Frequently Asked Questions
Is Ghost better than Squarespace?
It depends on what you're building. Ghost is better for writers and newsletter creators who want a focused publishing platform with built-in paid memberships and 0% platform fees. Squarespace is better for anyone who needs a full website with design flexibility, e-commerce, portfolio pages, and service booking. They solve different problems, so "better" comes down to your specific use case.
Can you run a paid newsletter on Squarespace?

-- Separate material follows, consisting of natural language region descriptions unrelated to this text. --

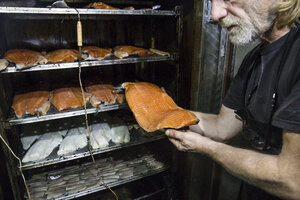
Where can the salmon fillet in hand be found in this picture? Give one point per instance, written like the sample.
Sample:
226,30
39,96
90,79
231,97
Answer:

Squarespace has Email Campaigns as a paid add-on (starting at $7/month for 500 sends), but it doesn't have native paid newsletter subscriptions the way Ghost does. Squarespace does offer member areas on the Plus plan ($39/month), which lets you gate content behind a paywall, but it's not built specifically for the paid newsletter model. If paid subscriptions are your primary revenue stream, Ghost's native membership system is more robust and more affordable for that purpose.
Is Ghost good for SEO?
Yes. Ghost generates clean, structured markup, loads fast, and supports custom meta titles, descriptions, canonical URLs, and structured data. Ghost sites tend to have strong page speed scores because the platform is lightweight. For blog and publication SEO specifically, Ghost performs very well. The main limitation is that Ghost doesn't have as many non-blog page types to optimize (no portfolio pages, service pages, or product listings), so if your SEO strategy extends beyond content publishing, you'll have less to work with.
What is Ghost CMS used for?
Ghost is an open-source publishing platform built for bloggers, journalists, and independent publishers. It's used to create content-driven websites with built-in newsletters, audience management, and paid membership features. Ghost is popular with writers who want to own their platform and monetize directly through subscriptions rather than ads. Publications like The Browser, 404 Media, and many independent writers use Ghost as their primary publishing tool.

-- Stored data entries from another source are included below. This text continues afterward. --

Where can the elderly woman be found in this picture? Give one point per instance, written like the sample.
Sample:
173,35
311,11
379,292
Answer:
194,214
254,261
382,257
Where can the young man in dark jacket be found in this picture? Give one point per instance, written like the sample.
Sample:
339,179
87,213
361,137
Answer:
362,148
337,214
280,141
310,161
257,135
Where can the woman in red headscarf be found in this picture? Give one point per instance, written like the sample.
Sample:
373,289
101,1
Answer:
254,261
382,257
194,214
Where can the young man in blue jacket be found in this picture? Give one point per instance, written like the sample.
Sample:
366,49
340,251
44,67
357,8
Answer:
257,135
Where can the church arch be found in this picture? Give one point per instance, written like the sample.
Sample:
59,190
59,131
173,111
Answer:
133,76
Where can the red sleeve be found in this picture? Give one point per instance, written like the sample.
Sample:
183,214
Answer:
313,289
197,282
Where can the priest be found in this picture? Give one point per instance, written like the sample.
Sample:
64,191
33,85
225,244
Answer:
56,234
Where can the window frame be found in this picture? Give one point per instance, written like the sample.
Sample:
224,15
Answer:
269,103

Is Squarespace good for blogging?
Squarespace has a solid blog feature with categories, tags, scheduling, featured images, SEO fields, and multiple layout options. For small business owners and creatives who publish blog content as part of their broader website, it works well. The editor is functional and easy to use. That said, if blogging is your primary focus and you're publishing frequently, Ghost's dedicated writing editor and publishing workflow are more refined. Squarespace is great for blogging as part of a bigger site; Ghost is built for people whose site IS the blog.
Can you use Ghost as a website builder?
Ghost can function as a basic website with static pages (About, Contact, etc.), but it's not a website builder in the way Squarespace or WordPress is. There's no drag-and-drop editor, limited page types, and no built-in features for e-commerce, portfolios, booking, or service pages. If you need a straightforward publication site with a few static pages, Ghost can work. If you need a multi-purpose business website, Ghost isn't designed for that.